A lot of this makes sense. A route becomes an object. You can put the lifecycle hooks on the object. Most of the children of a Route go in the array for childRoutes, but not all of them. IndexRoute components are put on the route object like I did for '/'. Each route has a couple of properties path and getComponent. The path properties behaves the same as it does on a <Route/> component. The getComponent part is new for this setup though. getComponent is a function that a route expects for asynchronous/dynamic routing. Technically, I could put the login logic inside of the getComponent function. That’s what makes it dynamic.

However, for code-splitting you use the import function that Webpack provides to get the chunk that contains your component. In the beta release this was System.import, but it was deprecated because it didn’t match the import spec. In Webpack 1.x, we had require.ensured . That tidbit might help you make the connection between what I’m writing and any tutorials that you might find for Webpack 1. So, now we have import and some magic. I straight-up stole the logic of getComponent from advanced code splitting, only changing from System.import to import after I found that System.import was deprecated during the docs dive. I think if you read the React Router docs for getComponent it’ll probably make sense, maybe.

In any case, there were a couple of gotchas left for me to waste time on which inspired me to make these notes.

  1. You need to remove any references to the components on the router page else Webpack will not be able to chunk the code effectively.

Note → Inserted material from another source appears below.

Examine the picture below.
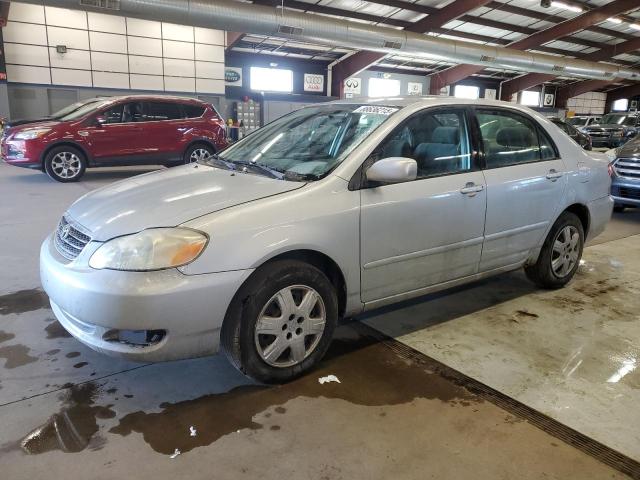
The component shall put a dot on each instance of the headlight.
(31, 134)
(153, 249)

Because you have references to all the components, like: Login, Triage, and Account on the routes page which is imported into app.js and fed to Router you’re whole app is synchronously connected. We must break the connection. Eslint would have eventually told me I had unused variables, but it took me a very long time for me to understand on my own why the code-splitting wasn’t happening.
  2. There one change that I needed to make to webpack.config.js to for the requests to work with my server. I’m using Elixir-Phoenix as my server and if you look at lib/{appname}/endpoint.ex you’ll find some logic which shows that requests to {domain}/js are automatically routed to /priv/static/js. However, after the code-splitting was happening my chunk requests were going to {domain}/5.js but with /js missing from the path Phoenix wasn’t serving the assets correctly. I had to tell Webpack what the public path for the chunks should be. I made the following change to my webpack.config.js:
module.exports = {
//other config
output: {
path: './priv/static/js', //the phoenix static assets path
publicPath: '/js/', //the path put in front requests made by Webpack, the only change I actually made to this part
filename: '[name].js',
};

Once I made that change then the request that Webpack made to get the chunk was routed to the right place on my server and it worked.

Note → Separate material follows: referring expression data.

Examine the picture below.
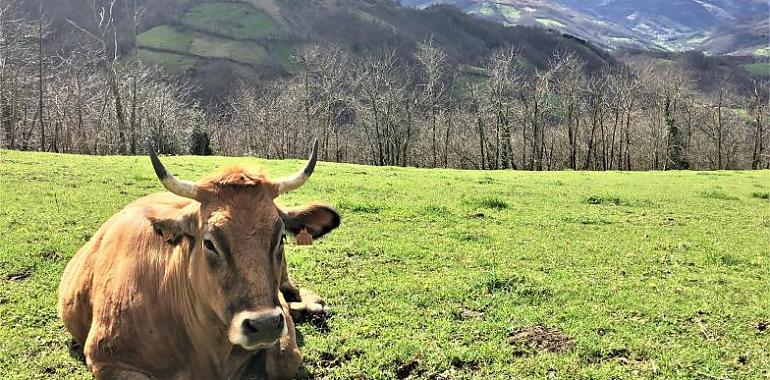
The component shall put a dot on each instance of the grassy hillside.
(449, 274)
(214, 30)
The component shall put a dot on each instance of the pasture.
(445, 274)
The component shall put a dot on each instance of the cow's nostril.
(250, 326)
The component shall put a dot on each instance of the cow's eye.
(209, 245)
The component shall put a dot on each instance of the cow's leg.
(108, 372)
(302, 302)
(283, 360)
(309, 305)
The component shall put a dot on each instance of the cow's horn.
(171, 183)
(288, 184)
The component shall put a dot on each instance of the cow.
(192, 283)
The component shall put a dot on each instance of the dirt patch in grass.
(489, 202)
(465, 313)
(621, 355)
(540, 339)
(19, 276)
(717, 194)
(404, 370)
(332, 359)
(50, 254)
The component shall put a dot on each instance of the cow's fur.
(143, 301)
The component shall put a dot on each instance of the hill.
(253, 40)
(705, 25)
(445, 273)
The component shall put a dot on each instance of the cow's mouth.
(258, 330)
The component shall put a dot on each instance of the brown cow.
(193, 285)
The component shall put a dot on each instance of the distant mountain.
(220, 43)
(673, 25)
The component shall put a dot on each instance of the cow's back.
(117, 273)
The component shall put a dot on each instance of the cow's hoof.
(310, 306)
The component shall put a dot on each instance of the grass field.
(447, 274)
(240, 21)
(759, 69)
(549, 23)
(216, 30)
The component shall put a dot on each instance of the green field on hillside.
(166, 37)
(763, 52)
(549, 23)
(235, 20)
(213, 30)
(759, 69)
(173, 63)
(446, 274)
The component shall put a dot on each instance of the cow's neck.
(207, 335)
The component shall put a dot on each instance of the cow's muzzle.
(256, 330)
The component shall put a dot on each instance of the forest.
(380, 108)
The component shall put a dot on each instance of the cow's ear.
(317, 219)
(173, 226)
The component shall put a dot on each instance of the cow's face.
(237, 257)
(241, 256)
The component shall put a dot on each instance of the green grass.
(759, 69)
(487, 10)
(762, 52)
(244, 52)
(510, 13)
(236, 20)
(165, 37)
(174, 63)
(549, 23)
(449, 274)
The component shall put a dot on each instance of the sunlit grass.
(449, 274)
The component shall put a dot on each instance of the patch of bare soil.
(541, 339)
(466, 313)
(403, 370)
(18, 276)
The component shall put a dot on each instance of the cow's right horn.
(171, 183)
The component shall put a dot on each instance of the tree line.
(379, 108)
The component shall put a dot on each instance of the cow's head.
(237, 234)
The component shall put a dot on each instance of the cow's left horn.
(288, 184)
(171, 183)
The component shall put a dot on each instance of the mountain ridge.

So, what the effect of all this? I throttled the network to ‘Good 3G’ on the Network tab and ‘High End Device` on the Timeline tab of Chrome.

Before Code Splitting
After code splitting

With those handicaps, my load times are now only 25% of what they were. I’m not really sure that means in terms of IRL performance, but I feel comfortable that it’s a good move.

As an Elixir side-note, Phoenix’s HTTP module Cowboy v1.3, doesn’t yet support HTTP/2. Cowboy v2 will support HTTP/2, so I think I could get some more improvements from this approach whenever that happens.